Qwen3 ASR Transcriber
The Qwen3 ASR Transcriber is the primary inference node for the Qwen3-ASR model family. It converts speech from audio input into text and can optionally generate precise word-level timestamps when paired with a forced aligner.
Parameters
- audio: The input audio stream (usually from a Load Audio node).
- model_name: The directory name of the Qwen3-ASR model (0.6B or 1.7B) located in
models/diffusion_models/Qwen3-ASR/. - language: The target language for transcription. Use
autoto allow the model to automatically identify the spoken language. - device: The hardware device to run the model on (
cudaorcpu). - precision: The floating-point precision.
bf16is recommended for modern NVIDIA GPUs to save VRAM without losing accuracy. - max_new_tokens: The maximum number of tokens to generate in the output text. Increase this for longer audio files.
- flash_attention_2: Enable Flash Attention 2 for faster inference and lower VRAM usage. Requires a compatible NVIDIA GPU and the
flash-attnpackage installed. - chunk_size: Process audio in chunks of this many seconds (default: 30). Set to 0 to disable. This is critical for transcribing long audio files to prevent the model from exceeding its context window.
- overlap: The number of seconds of overlap between chunks (default: 2).

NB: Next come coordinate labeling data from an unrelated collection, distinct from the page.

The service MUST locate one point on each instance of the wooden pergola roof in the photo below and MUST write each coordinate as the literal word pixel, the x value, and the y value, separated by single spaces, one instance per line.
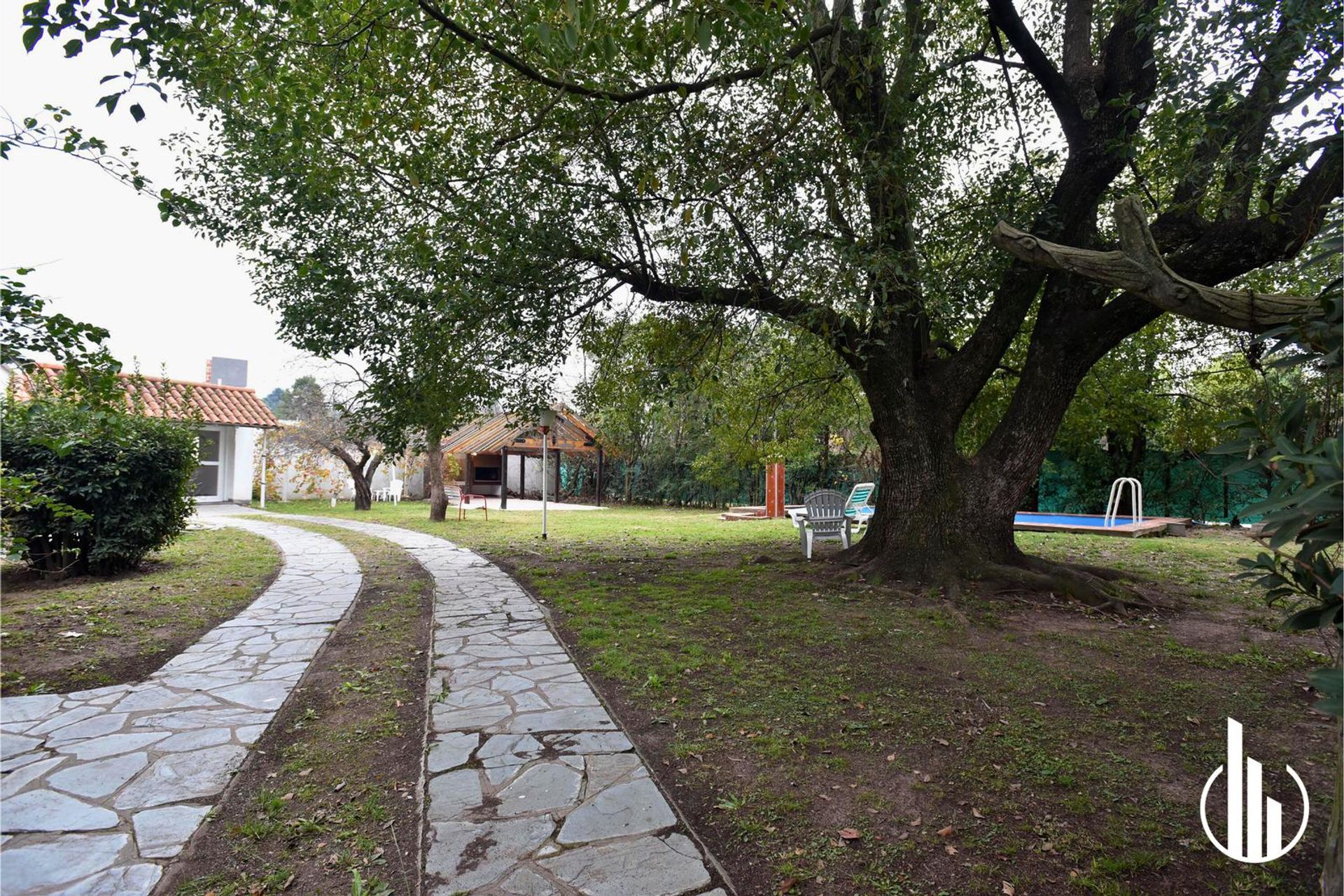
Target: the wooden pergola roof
pixel 493 434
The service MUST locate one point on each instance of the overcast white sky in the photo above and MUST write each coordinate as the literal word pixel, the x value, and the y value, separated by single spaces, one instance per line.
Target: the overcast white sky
pixel 101 254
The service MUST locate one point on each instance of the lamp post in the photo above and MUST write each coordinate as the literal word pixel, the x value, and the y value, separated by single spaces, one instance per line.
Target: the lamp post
pixel 547 421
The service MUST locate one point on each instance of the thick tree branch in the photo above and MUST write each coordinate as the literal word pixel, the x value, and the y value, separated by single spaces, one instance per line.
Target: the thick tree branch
pixel 1139 267
pixel 1003 15
pixel 682 88
pixel 830 324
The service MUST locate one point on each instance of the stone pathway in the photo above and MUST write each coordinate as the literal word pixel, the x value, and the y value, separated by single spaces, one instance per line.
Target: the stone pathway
pixel 100 788
pixel 533 789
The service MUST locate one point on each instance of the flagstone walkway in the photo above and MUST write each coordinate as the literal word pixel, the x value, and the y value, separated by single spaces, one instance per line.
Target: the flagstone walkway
pixel 533 789
pixel 101 788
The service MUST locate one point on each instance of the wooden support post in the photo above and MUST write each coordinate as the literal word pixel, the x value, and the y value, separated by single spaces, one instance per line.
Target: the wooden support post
pixel 600 476
pixel 556 491
pixel 774 491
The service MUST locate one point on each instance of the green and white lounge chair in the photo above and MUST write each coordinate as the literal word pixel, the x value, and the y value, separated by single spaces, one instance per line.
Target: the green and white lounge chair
pixel 859 507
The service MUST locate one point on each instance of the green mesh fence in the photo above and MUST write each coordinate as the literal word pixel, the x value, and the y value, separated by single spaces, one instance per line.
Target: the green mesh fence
pixel 1180 485
pixel 1175 484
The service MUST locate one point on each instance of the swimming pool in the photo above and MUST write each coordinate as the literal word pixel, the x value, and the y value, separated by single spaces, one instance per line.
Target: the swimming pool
pixel 1096 524
pixel 1073 519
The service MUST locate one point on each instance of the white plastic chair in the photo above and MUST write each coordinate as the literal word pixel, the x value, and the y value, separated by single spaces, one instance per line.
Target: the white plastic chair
pixel 391 492
pixel 825 520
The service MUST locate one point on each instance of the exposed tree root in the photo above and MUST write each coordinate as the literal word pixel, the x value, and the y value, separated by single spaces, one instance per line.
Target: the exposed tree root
pixel 1097 587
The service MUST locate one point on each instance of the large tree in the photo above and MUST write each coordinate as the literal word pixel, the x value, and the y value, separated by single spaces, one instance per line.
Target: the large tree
pixel 835 166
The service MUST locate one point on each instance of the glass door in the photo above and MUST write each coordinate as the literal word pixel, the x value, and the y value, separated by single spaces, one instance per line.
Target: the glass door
pixel 207 458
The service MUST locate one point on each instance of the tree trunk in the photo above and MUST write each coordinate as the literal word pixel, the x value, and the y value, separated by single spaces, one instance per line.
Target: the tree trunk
pixel 362 472
pixel 363 492
pixel 945 519
pixel 435 470
pixel 1332 868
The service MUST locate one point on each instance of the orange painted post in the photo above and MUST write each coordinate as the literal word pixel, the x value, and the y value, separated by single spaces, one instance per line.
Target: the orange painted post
pixel 774 491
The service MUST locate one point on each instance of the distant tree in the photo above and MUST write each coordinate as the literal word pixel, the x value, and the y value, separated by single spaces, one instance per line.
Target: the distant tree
pixel 836 167
pixel 321 422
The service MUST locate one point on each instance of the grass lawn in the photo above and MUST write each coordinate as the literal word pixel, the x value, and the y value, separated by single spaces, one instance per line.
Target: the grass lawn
pixel 88 631
pixel 960 748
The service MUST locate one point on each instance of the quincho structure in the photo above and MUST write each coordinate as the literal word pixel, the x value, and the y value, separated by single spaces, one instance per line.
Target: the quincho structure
pixel 493 451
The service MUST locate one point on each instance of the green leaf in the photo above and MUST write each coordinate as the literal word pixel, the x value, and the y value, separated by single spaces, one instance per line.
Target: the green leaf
pixel 1329 684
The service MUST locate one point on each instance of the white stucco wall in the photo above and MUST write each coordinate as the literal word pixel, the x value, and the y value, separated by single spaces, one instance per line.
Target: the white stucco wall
pixel 241 465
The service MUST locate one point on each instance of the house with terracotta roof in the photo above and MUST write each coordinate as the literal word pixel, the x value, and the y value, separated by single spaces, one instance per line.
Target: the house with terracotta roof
pixel 230 415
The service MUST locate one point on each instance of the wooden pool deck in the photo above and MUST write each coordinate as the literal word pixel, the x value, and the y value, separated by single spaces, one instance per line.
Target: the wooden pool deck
pixel 1145 527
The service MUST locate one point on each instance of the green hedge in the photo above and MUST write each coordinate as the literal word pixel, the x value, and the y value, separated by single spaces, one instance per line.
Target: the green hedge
pixel 127 479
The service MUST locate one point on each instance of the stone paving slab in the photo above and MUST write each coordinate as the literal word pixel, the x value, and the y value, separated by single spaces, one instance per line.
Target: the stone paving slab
pixel 100 789
pixel 531 788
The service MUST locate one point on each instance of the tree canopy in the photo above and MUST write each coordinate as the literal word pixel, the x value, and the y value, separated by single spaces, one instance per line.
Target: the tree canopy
pixel 524 168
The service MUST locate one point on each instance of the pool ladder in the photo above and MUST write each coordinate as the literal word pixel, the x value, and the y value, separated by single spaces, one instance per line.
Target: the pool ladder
pixel 1117 493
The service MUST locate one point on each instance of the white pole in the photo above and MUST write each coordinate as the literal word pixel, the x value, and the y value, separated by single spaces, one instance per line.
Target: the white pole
pixel 264 469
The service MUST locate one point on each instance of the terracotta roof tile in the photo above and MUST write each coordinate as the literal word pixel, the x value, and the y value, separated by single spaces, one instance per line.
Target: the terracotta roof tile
pixel 179 399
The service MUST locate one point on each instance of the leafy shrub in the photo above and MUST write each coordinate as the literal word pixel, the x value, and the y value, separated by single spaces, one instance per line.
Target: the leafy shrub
pixel 99 486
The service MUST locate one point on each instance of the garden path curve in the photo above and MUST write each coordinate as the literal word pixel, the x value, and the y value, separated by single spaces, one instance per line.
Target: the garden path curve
pixel 101 788
pixel 531 788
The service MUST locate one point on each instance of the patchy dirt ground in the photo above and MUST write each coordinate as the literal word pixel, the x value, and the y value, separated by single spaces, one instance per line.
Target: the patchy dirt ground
pixel 86 631
pixel 827 735
pixel 332 789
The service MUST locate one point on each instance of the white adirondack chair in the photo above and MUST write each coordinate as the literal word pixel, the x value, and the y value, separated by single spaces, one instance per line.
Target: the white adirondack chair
pixel 825 520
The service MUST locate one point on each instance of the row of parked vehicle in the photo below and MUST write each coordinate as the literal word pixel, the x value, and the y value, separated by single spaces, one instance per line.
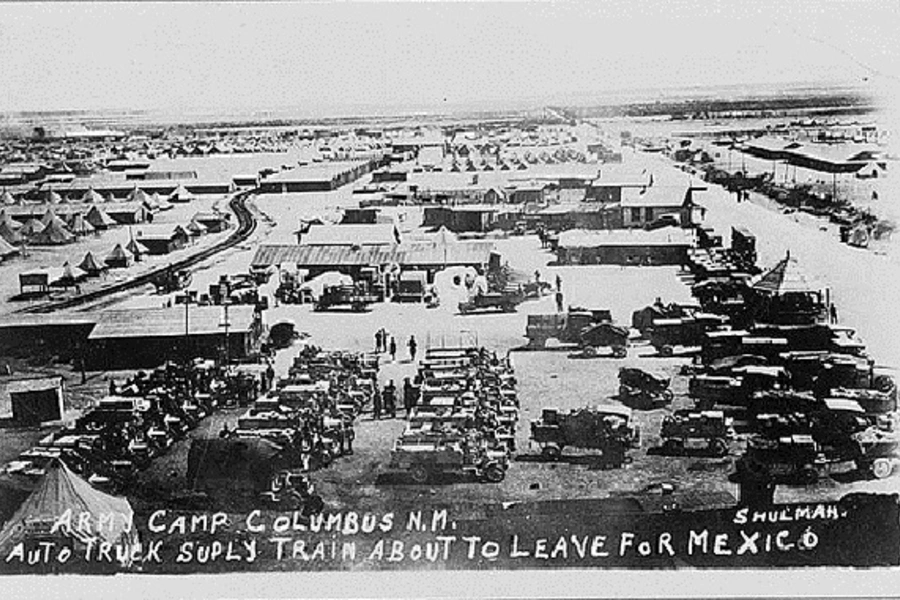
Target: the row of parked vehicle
pixel 465 420
pixel 313 408
pixel 139 420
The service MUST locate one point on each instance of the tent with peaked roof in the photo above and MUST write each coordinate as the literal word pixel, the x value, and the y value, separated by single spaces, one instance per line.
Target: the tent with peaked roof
pixel 92 197
pixel 98 218
pixel 160 202
pixel 118 258
pixel 54 233
pixel 80 225
pixel 137 195
pixel 90 265
pixel 10 235
pixel 61 492
pixel 49 216
pixel 137 249
pixel 181 195
pixel 31 227
pixel 7 249
pixel 70 275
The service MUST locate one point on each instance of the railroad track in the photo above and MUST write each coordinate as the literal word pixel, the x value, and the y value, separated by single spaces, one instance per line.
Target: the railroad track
pixel 246 226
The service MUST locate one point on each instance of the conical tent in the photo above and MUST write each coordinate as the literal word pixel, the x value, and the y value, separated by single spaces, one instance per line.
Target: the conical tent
pixel 137 248
pixel 90 265
pixel 70 275
pixel 92 197
pixel 80 225
pixel 9 235
pixel 60 493
pixel 118 258
pixel 49 216
pixel 137 195
pixel 31 227
pixel 161 202
pixel 181 195
pixel 196 228
pixel 98 218
pixel 7 249
pixel 54 233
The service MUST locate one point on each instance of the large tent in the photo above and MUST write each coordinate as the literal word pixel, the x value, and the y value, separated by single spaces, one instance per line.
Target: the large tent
pixel 10 234
pixel 61 492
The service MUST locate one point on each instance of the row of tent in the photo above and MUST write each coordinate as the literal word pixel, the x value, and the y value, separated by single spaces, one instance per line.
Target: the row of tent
pixel 91 196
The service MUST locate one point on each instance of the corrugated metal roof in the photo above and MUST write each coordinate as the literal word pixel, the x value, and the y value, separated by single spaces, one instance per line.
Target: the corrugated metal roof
pixel 655 196
pixel 170 322
pixel 668 236
pixel 413 253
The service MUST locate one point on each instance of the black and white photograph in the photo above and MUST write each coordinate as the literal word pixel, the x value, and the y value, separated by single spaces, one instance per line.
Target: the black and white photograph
pixel 457 299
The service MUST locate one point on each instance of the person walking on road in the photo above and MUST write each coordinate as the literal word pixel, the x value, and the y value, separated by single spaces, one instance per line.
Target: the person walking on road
pixel 376 404
pixel 413 346
pixel 390 399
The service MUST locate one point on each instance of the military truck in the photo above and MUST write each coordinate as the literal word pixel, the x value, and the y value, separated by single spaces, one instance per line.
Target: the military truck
pixel 588 329
pixel 606 428
pixel 707 430
pixel 425 458
pixel 503 301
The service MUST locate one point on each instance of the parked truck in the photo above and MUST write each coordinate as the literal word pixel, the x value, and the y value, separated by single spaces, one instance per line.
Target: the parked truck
pixel 607 428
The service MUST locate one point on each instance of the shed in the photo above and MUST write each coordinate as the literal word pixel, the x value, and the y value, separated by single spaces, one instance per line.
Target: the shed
pixel 36 401
pixel 146 337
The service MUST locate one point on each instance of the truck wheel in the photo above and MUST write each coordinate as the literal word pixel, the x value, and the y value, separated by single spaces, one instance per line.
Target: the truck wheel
pixel 718 447
pixel 882 468
pixel 494 473
pixel 552 452
pixel 419 474
pixel 808 475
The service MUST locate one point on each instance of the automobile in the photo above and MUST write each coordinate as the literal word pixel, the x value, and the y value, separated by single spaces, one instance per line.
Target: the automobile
pixel 426 459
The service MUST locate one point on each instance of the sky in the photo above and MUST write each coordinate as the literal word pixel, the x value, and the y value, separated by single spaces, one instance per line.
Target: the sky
pixel 335 56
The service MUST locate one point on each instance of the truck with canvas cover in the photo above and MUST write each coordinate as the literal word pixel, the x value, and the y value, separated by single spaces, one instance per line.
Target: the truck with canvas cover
pixel 352 296
pixel 643 390
pixel 667 335
pixel 412 286
pixel 566 328
pixel 425 458
pixel 688 430
pixel 505 301
pixel 607 428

This helps maintain context and prevents words from being cut off at chunk boundaries.
- forced_aligner (Optional): An optional input from the Qwen3 Forced Aligner Config node. If connected, the node will calculate and output word-level timestamps.
Outputs
- text: The raw transcription of the audio.
- timestamps: A formatted string containing word-level timestamps (e.g.,
[0.00 - 0.50] Hello). If no aligner is provided, this will return a status message.
Usage Tips
- Resampling: This node automatically resamples audio to 16kHz internally using Torch, ensuring compatibility with the model even if your input audio is 44.1kHz or 48kHz.
- Long Audio: For recordings longer than 30 seconds, ensure
chunk_sizeis enabled. If you notice repetition or hallucinations at the end of long files, try adjusting thechunk_sizeoroverlap. - Caching: The model is cached in memory after the first run. Changing the
model_name,device, orprecisionwill trigger a reload.
Example
- Connect a Load Audio node to the audio input.
- Select
Qwen3-ASR-1.7Bin model_name. - (Optional) Connect a Qwen3 Forced Aligner Config to the forced_aligner input to see timing data in the second output.